Protesters seek a change of a government policy or, in extreme cases, the replacement of the government or even the transformation of the political regime. All of these are public goods and therefore indivisible. Anyone who suffers from the unbearable situation, undesirable state or unfair system, will benefit equally from the political change, whether or not they participate in the protests. Also, each has an insignificant weight in the sum of thousands or millions of people whose participation is required to bring about the change. The key question then is: why do people still get involved in protests?
 

It is clear that the response is not as related to the importance of the expected, heroic outcome as it is to the cost of political participation.  It is clear that peaceful protests are more useful than the intentionally violent ones. Similarly, the effectiveness of the protests is greater if the government cannot violently suppress protests.
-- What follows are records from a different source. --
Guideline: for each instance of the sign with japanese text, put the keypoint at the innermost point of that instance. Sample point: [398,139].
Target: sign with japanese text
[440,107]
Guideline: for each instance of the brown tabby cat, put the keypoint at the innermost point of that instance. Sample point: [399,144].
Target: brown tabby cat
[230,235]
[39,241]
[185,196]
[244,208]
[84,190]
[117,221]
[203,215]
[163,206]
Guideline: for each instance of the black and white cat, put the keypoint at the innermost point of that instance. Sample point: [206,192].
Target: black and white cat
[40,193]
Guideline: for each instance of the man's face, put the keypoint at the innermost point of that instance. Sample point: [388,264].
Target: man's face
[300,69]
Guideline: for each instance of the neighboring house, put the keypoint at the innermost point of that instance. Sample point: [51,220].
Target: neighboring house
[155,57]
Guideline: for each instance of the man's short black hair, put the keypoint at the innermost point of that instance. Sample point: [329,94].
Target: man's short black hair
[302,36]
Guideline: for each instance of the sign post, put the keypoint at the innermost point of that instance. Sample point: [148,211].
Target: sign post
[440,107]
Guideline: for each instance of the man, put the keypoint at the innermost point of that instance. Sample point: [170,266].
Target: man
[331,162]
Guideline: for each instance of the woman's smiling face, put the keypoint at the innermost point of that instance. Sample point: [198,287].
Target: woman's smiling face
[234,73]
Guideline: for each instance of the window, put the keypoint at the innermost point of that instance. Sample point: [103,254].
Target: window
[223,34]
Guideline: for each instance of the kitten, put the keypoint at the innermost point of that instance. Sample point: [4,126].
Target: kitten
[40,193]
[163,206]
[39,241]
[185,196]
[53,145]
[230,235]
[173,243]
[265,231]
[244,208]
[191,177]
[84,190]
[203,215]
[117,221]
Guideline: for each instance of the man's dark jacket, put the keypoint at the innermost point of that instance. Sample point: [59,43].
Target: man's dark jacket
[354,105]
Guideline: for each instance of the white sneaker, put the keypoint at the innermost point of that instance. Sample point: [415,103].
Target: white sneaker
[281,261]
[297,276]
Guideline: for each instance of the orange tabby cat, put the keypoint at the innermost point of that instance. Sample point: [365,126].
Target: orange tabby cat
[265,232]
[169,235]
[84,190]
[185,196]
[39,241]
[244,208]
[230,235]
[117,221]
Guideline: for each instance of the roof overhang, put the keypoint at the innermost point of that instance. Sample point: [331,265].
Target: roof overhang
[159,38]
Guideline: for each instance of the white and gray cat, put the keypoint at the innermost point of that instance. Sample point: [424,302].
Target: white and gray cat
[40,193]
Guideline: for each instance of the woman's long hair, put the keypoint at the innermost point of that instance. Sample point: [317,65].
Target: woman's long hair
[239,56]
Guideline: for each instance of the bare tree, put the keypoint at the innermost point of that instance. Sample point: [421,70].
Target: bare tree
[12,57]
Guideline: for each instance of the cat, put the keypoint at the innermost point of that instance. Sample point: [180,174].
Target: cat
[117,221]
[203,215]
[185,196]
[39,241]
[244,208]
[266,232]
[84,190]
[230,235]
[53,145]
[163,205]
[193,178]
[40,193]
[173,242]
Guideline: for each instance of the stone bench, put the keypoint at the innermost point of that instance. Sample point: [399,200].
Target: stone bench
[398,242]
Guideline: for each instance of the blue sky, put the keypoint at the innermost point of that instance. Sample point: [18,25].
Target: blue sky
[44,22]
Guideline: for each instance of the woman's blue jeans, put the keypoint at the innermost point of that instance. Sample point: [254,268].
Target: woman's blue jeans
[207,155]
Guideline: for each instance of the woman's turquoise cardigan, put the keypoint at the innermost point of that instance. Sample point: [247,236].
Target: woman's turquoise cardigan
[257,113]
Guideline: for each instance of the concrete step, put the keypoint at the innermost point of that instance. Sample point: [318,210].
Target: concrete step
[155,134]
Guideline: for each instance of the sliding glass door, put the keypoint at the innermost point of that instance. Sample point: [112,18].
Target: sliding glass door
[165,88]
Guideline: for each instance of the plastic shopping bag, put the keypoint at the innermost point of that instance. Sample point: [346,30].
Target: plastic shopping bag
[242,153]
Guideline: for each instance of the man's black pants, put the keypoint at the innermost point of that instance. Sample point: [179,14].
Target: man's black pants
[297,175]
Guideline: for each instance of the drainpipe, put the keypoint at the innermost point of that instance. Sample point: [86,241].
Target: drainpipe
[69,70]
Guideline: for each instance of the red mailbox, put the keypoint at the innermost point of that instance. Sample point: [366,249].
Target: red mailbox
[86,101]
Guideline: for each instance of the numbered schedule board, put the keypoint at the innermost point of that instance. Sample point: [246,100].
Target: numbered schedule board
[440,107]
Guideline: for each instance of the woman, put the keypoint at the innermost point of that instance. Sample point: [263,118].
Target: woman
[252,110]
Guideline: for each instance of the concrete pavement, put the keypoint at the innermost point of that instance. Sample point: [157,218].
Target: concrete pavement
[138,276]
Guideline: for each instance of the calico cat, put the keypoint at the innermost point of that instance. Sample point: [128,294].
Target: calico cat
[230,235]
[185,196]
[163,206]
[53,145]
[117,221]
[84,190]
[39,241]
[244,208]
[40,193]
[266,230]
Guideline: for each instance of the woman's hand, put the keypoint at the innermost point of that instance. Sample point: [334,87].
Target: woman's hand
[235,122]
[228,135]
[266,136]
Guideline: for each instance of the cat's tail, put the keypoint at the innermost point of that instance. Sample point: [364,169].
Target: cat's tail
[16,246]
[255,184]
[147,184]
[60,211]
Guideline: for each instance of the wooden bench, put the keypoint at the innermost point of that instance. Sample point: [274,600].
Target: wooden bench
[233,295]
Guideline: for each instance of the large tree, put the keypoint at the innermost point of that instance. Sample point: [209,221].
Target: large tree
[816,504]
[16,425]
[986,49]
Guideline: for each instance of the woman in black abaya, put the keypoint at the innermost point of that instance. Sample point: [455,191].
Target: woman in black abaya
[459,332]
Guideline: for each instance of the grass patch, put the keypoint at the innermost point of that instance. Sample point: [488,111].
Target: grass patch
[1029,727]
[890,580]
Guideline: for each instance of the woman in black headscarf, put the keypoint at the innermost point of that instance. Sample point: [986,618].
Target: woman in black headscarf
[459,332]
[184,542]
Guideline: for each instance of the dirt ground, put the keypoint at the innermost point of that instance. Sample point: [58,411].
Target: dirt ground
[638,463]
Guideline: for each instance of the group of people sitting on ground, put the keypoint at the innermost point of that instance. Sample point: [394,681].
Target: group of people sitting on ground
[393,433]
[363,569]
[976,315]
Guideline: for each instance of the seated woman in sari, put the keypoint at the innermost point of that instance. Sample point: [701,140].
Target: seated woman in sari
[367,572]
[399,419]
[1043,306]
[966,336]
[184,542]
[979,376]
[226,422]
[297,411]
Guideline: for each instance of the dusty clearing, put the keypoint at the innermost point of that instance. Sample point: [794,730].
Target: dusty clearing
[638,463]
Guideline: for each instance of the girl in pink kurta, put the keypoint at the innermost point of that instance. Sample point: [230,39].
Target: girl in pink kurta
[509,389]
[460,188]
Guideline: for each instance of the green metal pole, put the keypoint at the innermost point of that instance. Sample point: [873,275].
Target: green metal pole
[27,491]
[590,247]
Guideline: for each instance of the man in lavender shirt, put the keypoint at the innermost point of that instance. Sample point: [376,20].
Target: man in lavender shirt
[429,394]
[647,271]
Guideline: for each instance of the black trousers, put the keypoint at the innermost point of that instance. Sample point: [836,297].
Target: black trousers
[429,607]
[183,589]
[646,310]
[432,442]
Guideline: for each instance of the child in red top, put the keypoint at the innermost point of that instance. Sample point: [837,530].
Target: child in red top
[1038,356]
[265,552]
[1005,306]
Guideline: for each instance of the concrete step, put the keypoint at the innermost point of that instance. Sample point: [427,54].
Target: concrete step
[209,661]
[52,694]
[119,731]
Obviously, weak, divided and limited governments tend to be much less oppressive than stable, violent and undisguised tyrannies. 
 

We must consider not only direct costs, but also of the opportunity costs. It is not only important to discount fears of being repressed, arrested, physically tortured or psychologically abused, and even perhaps killed during the protest or in prison. It is imperative to consider the costs of not doing other valuable things. If protesters have to stop doing other useful things in spaces away from their personal safety zone, the success of sustained protest over time may be significantly lower. Therefore, an oppressive government not only suppresses protests, but prevents them by threatening political and social activists, by limiting zones allowed for demonstrations, and by keeping people busy in other indispensable activities—in such a way, they will have no spare time to protest.
 

Paradoxically, then, whenever and wherever there are significant reasons to demonstrate, protesters tend to be less efficient and much weaker than where their motives are less urgent. In highly oppressive political and economic regimes, —with severe shortages of food and medicine, high inflation and unemployment—people have moral reasons to protest. But often, mass demonstrations are less significant and sustained over time than in other regimes with some political guarantees and economic welfare.
 

Thus, it is not a matter of courage, but of economic calculation. Peruvians massively and successfully protested against Alberto Fujimori in 2000. The regime was oppressive, and protesting was risky, but not enough to go without food or being massacred. For the same reason, Venezuelans do not protest today against Nicolas Maduro with the frequency and force they used against Hugo Chavez from 2000 to 2003. Venezuelans have not become hardened by a sort of learned helplessness. Maduro's government has been not only much more repressive than Chavez’s, but it also happens to be that, in their desperate search for the extremely scarce food and medicine left in the country, Venezuelans have no time for anything but surviving. In their personal balance sheet, there is much more utility in staying alive than in protesting.